The million dollar question from a 12-year old



Pawel persists: “I mean what is death?”

His father Krzysztof explains, “The heart stops pumping blood. It does not reach the brain. Movement ceases. Everything stops. It is the end.”

Pawel continues “So what is left?”

The father answers his son: “What a person has achieved; the memory of that person.  The memory is important. “

Now the film’s character Krzysztof could easily be associated with (or an extension of) its director Krzysztof Kieslowski, who had publicly stated that he was an atheist. The third Krzysztof of the film is the co-scriptwriter Krzysztof Piesiewicz, who is publicly a Roman Catholic. This critic is convinced that Piesiewicz is possibly one of the finest scriptwriters in the history of cinema even though he is primarily a politician and a lawyer.

Pawel's aunt Irene is the optimistic theist 


In this amazing film, despite all the knowledge and scientific reasoning and calculations and a physical personal check of the ice that covers the frozen lake, the ice breaks.  There does seem to be a parameter beyond science and reason and physical reassurance that the calculations are correct.  Krzysztof, the father, calculated if his son’s weight could crack the ice and found the ice would hold.
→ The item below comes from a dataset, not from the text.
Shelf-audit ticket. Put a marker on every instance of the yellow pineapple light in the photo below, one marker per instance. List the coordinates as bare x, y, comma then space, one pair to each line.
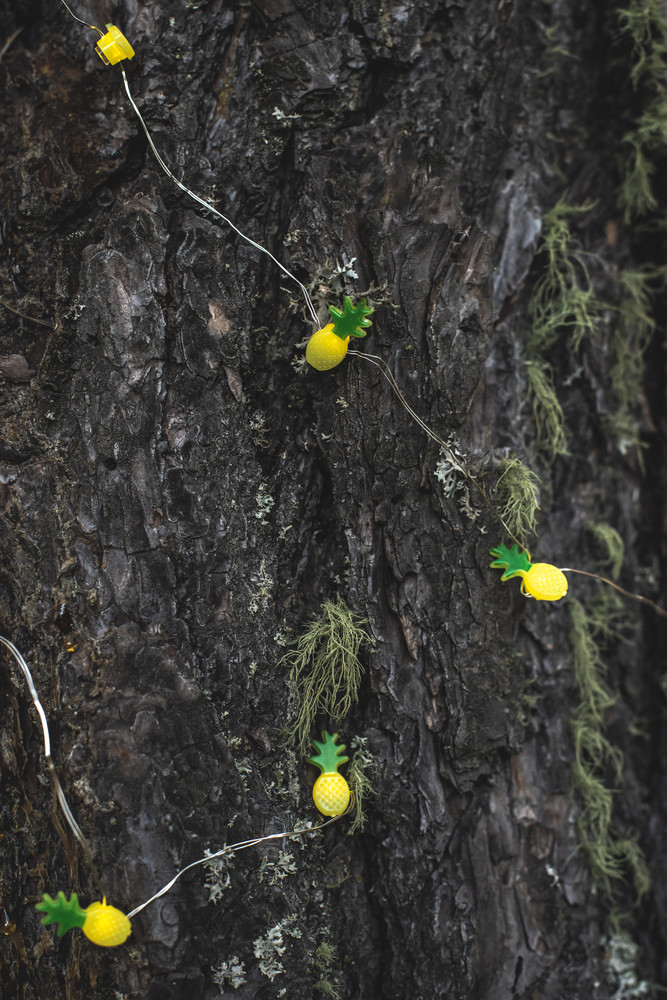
331, 792
327, 347
102, 924
542, 581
For the university professor, computers, mathematics and reason, is more trustworthy than God.  In 1989 Poland, computers and computation was the new God. As a good father, to reassure his own calculations, he himself goes on the ice to see if it could hold his adult weight.  He is reassured as the ice holds. Yet, tragedy follows.

There is sufficient evidence on the IMDB portal’s page on Piesiewicz that Dekalog, One, Two, Seven and Eight are four episodes that were originally written by Piesiewicz. These are four of the most intriguing episodes of the 10. Conversely the other six were originally written by Kieslowski, with additional inputs from Piesiewicz.

If we accept the Piesiewicz contribution to Dekalog, One being more than that of Kieslowski, plot wise, the end of this episode falls into place. The devastated, emotionally broken, rational father goes to the church under construction to make peace with God.  The makeshift wooden altar breaks.  The falling lighted candles drip white wax on the iconic figure of the Black Madonna of Czestochowa, giving the impression that the Madonna was crying. (Dekalog, One opens with a shot of aunt Irene crying as she watches television breaking news on the streets.) As the emotionally broken father leaves the church, as a good Roman Catholic he dips his hand in the receptacle containing holy water. The water is partly frozen.   A former rational professor pulls out a piece of ice resembling a Host wafer from the receptacle and contritely presses it on his forehead by himself. What a wonderful symbol of accepting God above all his rational calculations. Was Kieslowski really an atheist as he claimed to be? 


P.S. Dekalog is included in the author's top 10 films. Three other episodes: Dekalog, Two; Dekalog, Fiveand Dekalog, Seven have been reviewed earlier on this blog. The reviews of  Dekalog, Two and Dekalog, Seven dwell on the intriguing interpretation of the relevant Commandment.

This critic was fortunate to have met and talked with director Kieslowski in Bengaluru, India, in January 1980 when his collaboration Piesiewicz had yet to begin. Dekalog, Three Colours: Blue, White and Red, and The Double Life of Veronique were yet to be made. This critic ardently hopes to meet with Piesiewicz to ask him about those films and Kieslowski, now that Kieslowski is no longer with us.